Wednesday, September 15, 2010

State of our Union

Still no word from Patrick and the group that went out with him. It's not surprising, really, given how spotty and unpredictable cell coverage is, but it still sucks. None of us likes the thought of a large group of us going out with no way to contact home regularly, but we expected it given that they are heading in a direction none of us have been since society fell.

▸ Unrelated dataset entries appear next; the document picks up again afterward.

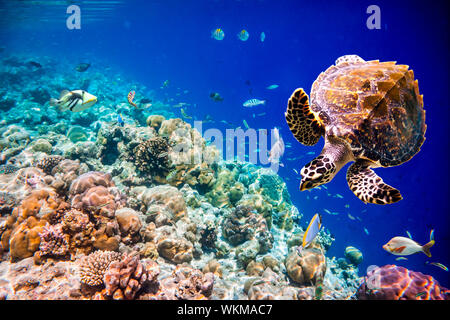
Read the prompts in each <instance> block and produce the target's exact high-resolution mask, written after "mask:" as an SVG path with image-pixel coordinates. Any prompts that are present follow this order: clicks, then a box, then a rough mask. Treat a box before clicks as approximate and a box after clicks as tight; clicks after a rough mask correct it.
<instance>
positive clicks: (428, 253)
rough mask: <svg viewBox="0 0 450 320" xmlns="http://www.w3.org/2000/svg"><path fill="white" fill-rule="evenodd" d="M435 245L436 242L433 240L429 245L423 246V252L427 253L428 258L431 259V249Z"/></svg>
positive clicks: (429, 242)
mask: <svg viewBox="0 0 450 320" xmlns="http://www.w3.org/2000/svg"><path fill="white" fill-rule="evenodd" d="M433 245H434V240H431V241H430V242H428V243H427V244H424V245H423V246H422V251H423V253H425V254H426V255H427V257H428V258H430V257H431V252H430V248H431V247H432V246H433Z"/></svg>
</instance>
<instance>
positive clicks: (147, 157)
mask: <svg viewBox="0 0 450 320" xmlns="http://www.w3.org/2000/svg"><path fill="white" fill-rule="evenodd" d="M169 149H170V145H169V142H168V140H167V139H166V138H163V137H155V138H151V139H149V140H146V141H144V142H141V143H140V144H139V145H137V146H136V147H135V148H134V163H135V165H136V167H137V168H138V169H139V171H141V172H143V173H148V174H150V175H158V174H161V173H165V172H166V171H167V170H168V169H169V166H170V163H169Z"/></svg>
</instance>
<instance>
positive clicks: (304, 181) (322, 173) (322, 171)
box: [300, 155, 337, 191]
mask: <svg viewBox="0 0 450 320" xmlns="http://www.w3.org/2000/svg"><path fill="white" fill-rule="evenodd" d="M336 173H337V168H336V164H335V163H334V162H333V161H332V159H331V158H329V157H327V156H325V155H320V156H318V157H317V158H315V159H313V160H312V161H311V162H309V163H308V164H307V165H305V166H304V167H303V168H302V170H301V171H300V174H301V175H302V180H301V182H300V191H304V190H309V189H312V188H315V187H318V186H320V185H322V184H325V183H328V182H330V181H331V180H332V179H333V178H334V176H335V174H336Z"/></svg>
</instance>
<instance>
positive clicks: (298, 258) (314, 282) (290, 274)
mask: <svg viewBox="0 0 450 320" xmlns="http://www.w3.org/2000/svg"><path fill="white" fill-rule="evenodd" d="M285 266H286V271H287V274H288V275H289V277H290V278H291V279H292V280H293V281H294V282H296V283H299V284H303V285H306V284H313V285H315V284H319V283H322V281H323V279H324V277H325V272H326V270H327V263H326V259H325V256H324V255H323V252H322V250H320V249H318V248H308V249H303V251H302V253H301V255H300V256H299V255H298V253H297V250H296V248H293V249H291V252H290V254H289V255H288V256H287V258H286V261H285Z"/></svg>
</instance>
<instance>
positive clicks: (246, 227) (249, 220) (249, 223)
mask: <svg viewBox="0 0 450 320" xmlns="http://www.w3.org/2000/svg"><path fill="white" fill-rule="evenodd" d="M222 232H223V235H224V237H225V238H226V239H227V241H228V242H229V243H230V244H232V245H234V246H236V245H239V244H241V243H243V242H245V241H247V240H251V239H253V238H255V239H257V240H258V242H259V244H260V245H261V248H260V250H259V251H260V252H261V253H263V252H267V251H268V250H269V249H270V248H271V247H272V243H273V236H272V234H271V233H270V231H269V229H268V228H267V224H266V220H265V219H264V218H263V217H262V216H261V215H259V214H257V213H255V212H254V210H253V209H252V207H250V206H237V207H236V208H235V209H234V210H233V212H232V213H231V214H230V215H229V216H228V217H226V218H225V219H224V221H223V223H222Z"/></svg>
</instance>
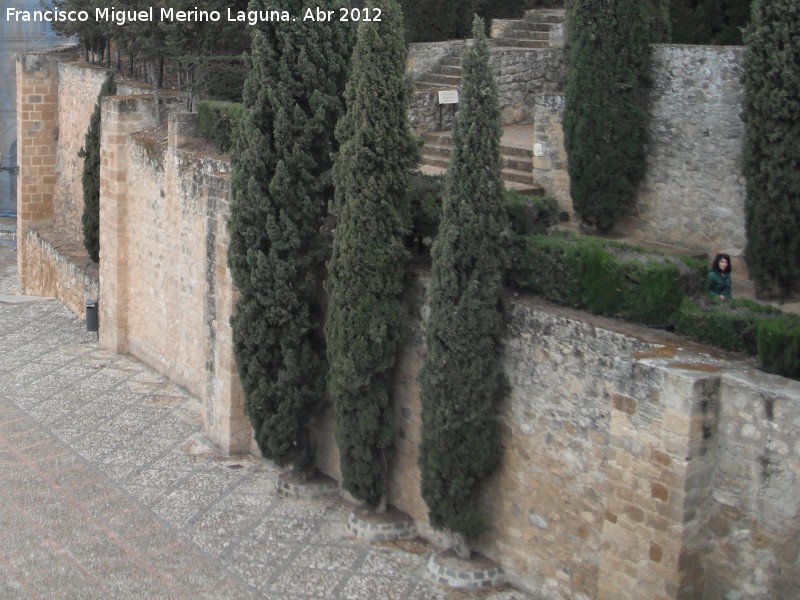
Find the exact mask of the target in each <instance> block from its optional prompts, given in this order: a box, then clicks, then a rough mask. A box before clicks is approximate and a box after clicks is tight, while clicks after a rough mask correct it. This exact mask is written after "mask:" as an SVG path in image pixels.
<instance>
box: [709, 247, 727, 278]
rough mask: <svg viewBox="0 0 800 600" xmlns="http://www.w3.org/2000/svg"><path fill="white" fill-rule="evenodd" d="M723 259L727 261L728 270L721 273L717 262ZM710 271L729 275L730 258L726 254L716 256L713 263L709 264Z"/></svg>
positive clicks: (725, 269) (718, 262)
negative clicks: (709, 267)
mask: <svg viewBox="0 0 800 600" xmlns="http://www.w3.org/2000/svg"><path fill="white" fill-rule="evenodd" d="M723 258H724V259H725V260H727V261H728V268H727V269H725V270H724V271H722V270H721V269H720V268H719V261H721V260H722V259H723ZM711 270H712V271H716V272H717V273H730V272H731V257H730V256H728V255H727V254H722V253H721V252H720V253H719V254H717V255H716V256H715V257H714V262H712V263H711Z"/></svg>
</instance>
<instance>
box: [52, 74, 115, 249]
mask: <svg viewBox="0 0 800 600" xmlns="http://www.w3.org/2000/svg"><path fill="white" fill-rule="evenodd" d="M58 69H59V73H58V98H59V102H58V146H57V154H56V166H55V170H56V176H57V181H56V188H55V192H54V197H53V206H54V209H55V210H54V213H53V224H54V226H55V227H56V229H59V230H62V231H77V232H82V231H83V229H82V225H81V215H82V214H83V186H82V185H81V175H82V173H83V158H81V157H80V156H78V153H79V151H80V150H81V148H83V145H84V141H85V139H86V132H87V131H88V129H89V121H90V120H91V118H92V112H94V106H95V104H96V103H97V95H98V94H99V93H100V88H101V87H102V85H103V81H105V79H106V77H107V76H108V74H109V73H110V72H111V71H108V70H107V69H101V68H99V67H92V66H89V65H86V64H83V63H74V62H61V63H59V65H58ZM81 239H82V236H81Z"/></svg>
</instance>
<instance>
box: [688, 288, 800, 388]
mask: <svg viewBox="0 0 800 600" xmlns="http://www.w3.org/2000/svg"><path fill="white" fill-rule="evenodd" d="M675 331H676V332H677V333H679V334H681V335H683V336H686V337H688V338H690V339H693V340H695V341H697V342H701V343H703V344H708V345H710V346H716V347H717V348H722V349H723V350H731V351H734V352H744V353H745V354H748V355H750V356H757V357H758V362H759V364H760V365H761V368H762V369H763V370H764V371H766V372H767V373H774V374H776V375H782V376H783V377H790V378H792V379H800V317H799V316H797V315H790V314H786V313H783V312H781V311H780V310H779V309H777V308H775V307H774V306H771V305H769V304H760V303H758V302H752V301H750V300H730V301H726V302H722V301H719V300H715V299H713V298H705V297H701V298H699V299H698V300H695V299H691V298H686V299H685V300H684V301H683V303H682V304H681V307H680V310H679V312H678V320H677V323H676V326H675Z"/></svg>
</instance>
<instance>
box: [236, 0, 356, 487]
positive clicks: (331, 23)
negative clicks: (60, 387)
mask: <svg viewBox="0 0 800 600" xmlns="http://www.w3.org/2000/svg"><path fill="white" fill-rule="evenodd" d="M279 4H280V5H279V6H276V5H275V4H274V3H269V5H267V4H266V3H262V2H258V1H254V2H251V5H250V7H251V9H254V10H258V9H262V10H263V9H268V8H269V9H281V10H283V9H285V10H288V11H289V13H290V14H302V12H301V10H302V2H301V0H283V1H282V2H281V3H279ZM319 6H320V8H321V9H325V10H328V9H330V10H333V11H336V12H337V14H338V7H339V6H340V3H339V2H338V1H337V0H326V1H324V2H320V3H319ZM252 36H253V46H252V56H251V58H250V73H249V76H248V79H247V82H246V84H245V90H244V105H245V109H246V116H245V118H244V120H243V124H242V127H241V128H240V131H239V134H238V140H237V142H236V144H235V146H236V148H235V150H234V152H233V154H232V159H233V174H232V182H231V184H232V190H233V197H232V202H231V216H230V223H229V227H230V234H231V242H230V249H229V251H228V263H229V265H230V267H231V274H232V276H233V280H234V283H235V284H236V286H237V287H238V289H239V292H240V296H239V299H238V301H237V305H236V313H235V314H234V316H233V318H232V320H231V325H232V329H233V340H234V352H235V355H236V361H237V365H238V369H239V375H240V379H241V382H242V387H243V389H244V394H245V410H246V413H247V415H248V417H249V418H250V421H251V423H252V425H253V428H254V430H255V439H256V441H257V442H258V445H259V448H260V449H261V452H262V453H263V455H264V456H265V457H267V458H271V459H273V460H275V461H276V462H277V463H278V464H280V465H283V464H292V465H293V466H294V467H295V469H297V470H301V471H304V472H309V471H310V470H311V468H312V461H313V448H312V445H311V440H310V435H309V420H310V419H311V418H312V417H313V415H314V414H315V413H316V411H317V410H318V409H319V408H320V406H321V405H322V404H323V402H324V400H325V399H326V393H325V370H326V367H325V349H324V336H323V331H322V319H323V309H322V308H321V305H320V292H321V290H320V289H319V285H318V283H317V282H318V280H319V279H320V278H321V276H322V274H321V271H322V270H323V268H324V248H323V244H322V242H321V238H320V226H321V224H322V220H323V218H324V216H325V214H326V211H327V206H328V203H329V202H330V201H331V199H332V197H333V185H332V183H331V174H330V171H331V168H332V161H331V154H332V153H333V152H335V150H336V143H335V137H334V130H335V124H336V122H337V120H338V119H339V117H340V115H341V113H342V111H343V106H344V100H343V93H344V84H345V81H346V76H347V63H348V60H349V56H350V51H351V48H352V43H351V38H352V31H351V30H350V29H349V28H347V27H346V26H345V25H344V24H342V23H338V22H336V23H318V22H314V21H308V22H303V21H302V20H301V19H298V20H297V21H295V22H291V23H286V22H282V23H277V24H273V23H265V24H262V25H260V26H256V27H253V28H252Z"/></svg>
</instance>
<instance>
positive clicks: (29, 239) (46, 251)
mask: <svg viewBox="0 0 800 600" xmlns="http://www.w3.org/2000/svg"><path fill="white" fill-rule="evenodd" d="M25 247H26V251H27V261H28V263H27V264H28V286H27V289H26V293H28V294H30V295H33V296H53V297H55V298H58V299H59V300H60V301H61V302H62V303H63V304H64V305H65V306H66V307H67V308H69V309H70V310H71V311H72V312H73V313H75V314H76V315H79V316H81V317H83V316H84V314H85V312H86V302H87V301H89V300H91V301H94V300H97V298H98V297H99V295H100V283H99V281H98V270H97V264H95V263H93V262H92V261H91V260H89V255H88V254H87V253H86V249H85V248H84V247H83V244H82V243H81V242H79V241H77V240H75V238H74V236H68V235H66V234H64V233H63V232H60V231H57V230H55V229H54V228H53V227H52V226H42V227H30V228H28V233H27V236H26V240H25Z"/></svg>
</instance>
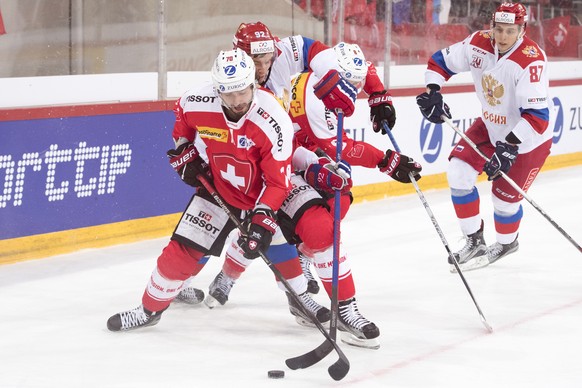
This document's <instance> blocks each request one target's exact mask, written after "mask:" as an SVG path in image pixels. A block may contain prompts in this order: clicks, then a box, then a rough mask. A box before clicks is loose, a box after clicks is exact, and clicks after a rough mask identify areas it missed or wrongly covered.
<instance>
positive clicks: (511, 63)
mask: <svg viewBox="0 0 582 388" xmlns="http://www.w3.org/2000/svg"><path fill="white" fill-rule="evenodd" d="M466 71H470V72H471V75H472V78H473V82H474V84H475V91H476V92H477V97H478V98H479V101H480V102H481V108H482V115H481V118H482V119H483V121H484V122H485V125H486V127H487V130H488V132H489V138H490V140H491V143H492V144H493V145H495V143H496V142H497V141H505V137H506V136H507V135H508V134H509V133H510V132H513V133H514V135H515V136H517V138H518V139H519V140H521V144H519V153H527V152H529V151H531V150H532V149H534V148H536V147H537V146H539V145H540V144H542V143H544V142H546V141H547V140H548V139H550V138H551V136H552V131H551V130H548V124H549V113H550V107H551V101H550V96H549V80H548V62H547V59H546V54H545V53H544V51H543V50H542V49H541V48H540V47H539V46H538V45H537V44H536V43H535V42H534V41H532V40H531V39H529V38H528V37H527V36H525V37H523V38H522V39H519V40H518V41H517V42H516V44H515V45H514V46H513V48H512V49H511V50H510V51H509V52H507V53H506V54H504V55H503V56H502V57H499V53H498V50H497V47H495V44H494V42H493V41H492V40H491V36H490V33H489V31H477V32H475V33H473V34H472V35H471V36H469V37H468V38H466V39H465V40H464V41H462V42H458V43H455V44H453V45H452V46H450V47H447V48H445V49H443V50H441V51H437V52H436V53H435V54H434V55H433V56H432V57H431V59H430V60H429V62H428V69H427V71H426V73H425V82H426V84H427V85H428V84H437V85H443V84H444V82H445V81H446V80H448V79H449V78H450V77H451V76H453V75H455V74H457V73H460V72H466Z"/></svg>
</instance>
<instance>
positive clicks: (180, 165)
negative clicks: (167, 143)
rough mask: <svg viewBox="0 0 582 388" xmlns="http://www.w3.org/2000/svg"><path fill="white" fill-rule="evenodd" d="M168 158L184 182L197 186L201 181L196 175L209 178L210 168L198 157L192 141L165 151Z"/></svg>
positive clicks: (173, 168) (198, 155)
mask: <svg viewBox="0 0 582 388" xmlns="http://www.w3.org/2000/svg"><path fill="white" fill-rule="evenodd" d="M166 154H167V155H168V158H169V160H170V165H171V166H172V168H173V169H174V170H176V172H177V173H178V175H179V176H180V179H182V180H183V181H184V183H186V184H188V185H190V186H192V187H199V186H202V183H200V181H199V180H198V175H200V174H201V175H203V176H204V177H206V178H210V168H209V167H208V164H206V162H205V161H204V160H203V159H202V158H201V157H200V154H199V153H198V151H197V150H196V147H194V144H192V143H184V144H181V145H180V146H179V147H178V148H176V149H175V150H169V151H168V152H166Z"/></svg>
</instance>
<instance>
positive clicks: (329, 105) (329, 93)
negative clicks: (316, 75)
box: [313, 70, 358, 117]
mask: <svg viewBox="0 0 582 388" xmlns="http://www.w3.org/2000/svg"><path fill="white" fill-rule="evenodd" d="M313 92H314V93H315V96H316V97H317V98H319V99H320V100H321V101H323V104H324V105H325V107H326V108H327V109H329V110H330V111H332V112H334V113H335V110H336V109H338V108H339V109H341V110H342V111H343V112H344V115H345V116H346V117H350V116H351V115H352V114H353V113H354V109H355V108H356V105H355V104H356V98H357V96H358V90H357V89H356V87H355V86H354V85H352V84H351V83H349V81H348V80H347V79H345V78H344V77H343V76H342V75H341V74H340V73H339V72H338V71H337V70H330V71H328V72H327V73H326V74H325V75H324V76H323V78H322V79H321V80H319V81H318V82H317V83H316V84H315V85H313Z"/></svg>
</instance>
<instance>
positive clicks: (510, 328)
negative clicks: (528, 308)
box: [334, 298, 582, 386]
mask: <svg viewBox="0 0 582 388" xmlns="http://www.w3.org/2000/svg"><path fill="white" fill-rule="evenodd" d="M580 304H582V298H581V299H578V300H575V301H573V302H571V303H567V304H564V305H561V306H558V307H555V308H552V309H549V310H545V311H542V312H540V313H537V314H534V315H530V316H529V317H525V318H522V319H519V320H517V321H515V322H512V323H508V324H506V325H503V326H500V327H497V328H496V327H493V333H489V332H488V331H486V330H482V331H481V333H480V334H476V335H474V336H472V337H469V338H465V339H462V340H460V341H457V342H454V343H451V344H448V345H442V346H439V347H437V348H435V349H434V350H431V351H429V352H426V353H423V354H419V355H417V356H414V357H411V358H408V359H406V360H403V361H400V362H397V363H395V364H392V365H389V366H387V367H386V368H382V369H376V370H372V371H367V372H366V374H367V375H372V376H370V377H364V376H362V377H356V378H354V379H349V381H346V383H349V384H352V383H358V382H365V381H370V382H374V379H375V378H376V377H379V376H385V375H388V374H390V372H393V371H397V370H400V369H403V368H406V367H408V366H410V365H413V364H415V363H418V362H422V361H426V360H428V359H430V358H432V357H434V356H439V355H441V354H443V353H446V352H448V351H452V350H455V349H457V348H459V347H461V346H462V345H464V344H466V343H469V342H473V341H477V340H481V339H482V338H485V337H487V336H490V335H495V333H499V332H507V331H510V330H511V329H513V328H515V327H518V326H521V325H523V324H525V323H530V322H532V321H535V320H537V319H540V318H543V317H546V316H549V315H552V314H554V313H556V312H559V311H563V310H567V309H570V308H572V307H576V306H578V305H580ZM492 326H493V325H492ZM334 386H337V384H334Z"/></svg>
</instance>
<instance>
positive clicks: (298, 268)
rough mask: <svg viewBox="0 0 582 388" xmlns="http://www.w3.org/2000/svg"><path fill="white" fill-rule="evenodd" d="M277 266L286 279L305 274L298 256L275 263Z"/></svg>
mask: <svg viewBox="0 0 582 388" xmlns="http://www.w3.org/2000/svg"><path fill="white" fill-rule="evenodd" d="M275 268H277V269H278V270H279V271H280V272H281V275H283V277H284V278H285V279H293V278H296V277H298V276H301V275H303V271H302V270H301V264H299V260H298V259H297V257H295V258H294V259H291V260H287V261H284V262H282V263H277V264H275Z"/></svg>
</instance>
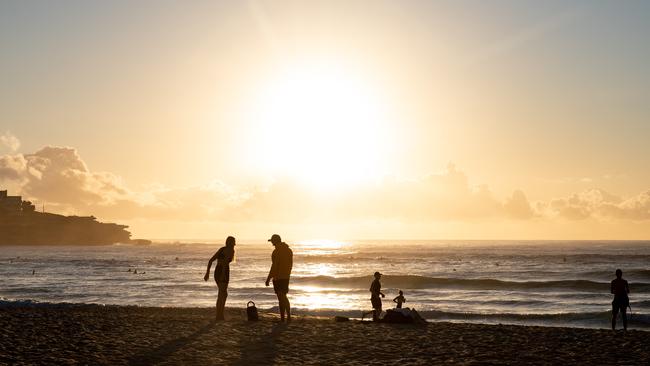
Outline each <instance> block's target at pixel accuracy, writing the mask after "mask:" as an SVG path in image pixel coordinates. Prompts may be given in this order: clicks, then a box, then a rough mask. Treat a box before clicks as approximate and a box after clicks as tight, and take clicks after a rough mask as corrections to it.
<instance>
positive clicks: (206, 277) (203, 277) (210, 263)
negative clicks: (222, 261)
mask: <svg viewBox="0 0 650 366" xmlns="http://www.w3.org/2000/svg"><path fill="white" fill-rule="evenodd" d="M218 254H219V252H216V253H214V255H213V256H212V258H210V260H209V261H208V269H207V270H206V271H205V276H203V280H204V281H207V280H208V278H210V268H211V267H212V262H214V261H215V260H217V255H218Z"/></svg>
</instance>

Work on the annexes is coming along quickly. We need to secure the neighborhoods next door with speed if we are going to get the folks from downtown into comfortable housing before it gets really cold. Frames for the walls are getting raised with good speed. We learned a lot from the mistakes we made while building the first wall, and of course we have a much bigger work force this time around.

One factor that seems to be helping a lot is the shift in weather. Kentucky is one of those places that doesn't seem to have a lot of intermediate stages in the seasons. One day it was crazy hot, and the next it was cold. Like thirty degrees colder at night and in the mornings. The zombies don't appear to like the cold very much, moving slowly if at all. Not a lot of attacks in the early parts of the day, just stragglers in ones and twos.

I have brought up the idea of increasing the number of sentries with the council. In the wake of the attack on Jess and the loss of our baby, it has become clear to me that we need to keep a closer eye for living people and not plan mostly for zombies. I know that the man  who did the shooting was a trained military operative, and that he might have made it in regardless, but I think (as do many of us) that more eyes on patrol will ultimately make us safer.

But like all of our decisions of late, this one is being held up with a lot of debate and discussion. The longer we operate without a central leader, the more clear it becomes that we need to elect someone to break tough votes and sort of act as our president. We have put it off and sort of forgotten about it since we have been doing pretty well without a leader, but with winter around the corner and lots of logistical concerns to be worked on and major decisions to be made, the slow decision making process we use now has to be fixed or forgotten.

I am spending two hours a day with about forty other people, learning what we can from Evans and Gabby about medicine. Right now we're doing anatomy and physiology for beginners, though I have a good working knowledge. I am mostly helping people new to the concept while getting a much needed refresher. Will and Roger are in the class as well, all of us very hopeful that we will be able to master the knowledge and skills needed to eventually become something like field doctors. Not quite real doctors or surgeons, but with enough knowledge to do a fair job diagnosing and repairing...

Aaron, our recent find from Lexington, has taken to his new post as our primary teacher with almost scary dedication. He holds classes from just after dawn until dusk, then stays up for hours engineering new ways to make people want to learn, writing lesson plans, and learning about what he is going to be teaching the next day. He seems to have become singularly focused on his work, but a few of us are really worried about him. He's friendly to a fault and always willing to talk if you approach him, but he doesn't socialize at all and looks sort of sad every time I see him.

I really hope we can get him to open up. He has some amazing ideas about education that ring true with some thoughts many of us have had, like teaching people what they want to learn instead of shoving a bunch of worthless errata at them with only traces of useful knowledge added in.

Listen to me. Worried about him because of how useful he might be, instead of worrying about him because it's just the right thing to do. Sometimes I read the things I have written and think about the empathy I once had for all people, and it makes me want to cry for the man I once was.

You lose enough, you hurt enough, and it wears away at you. I have to hope for the safety of all of those I love because I love them, and because if I lose much more it might just grind me down to nothing.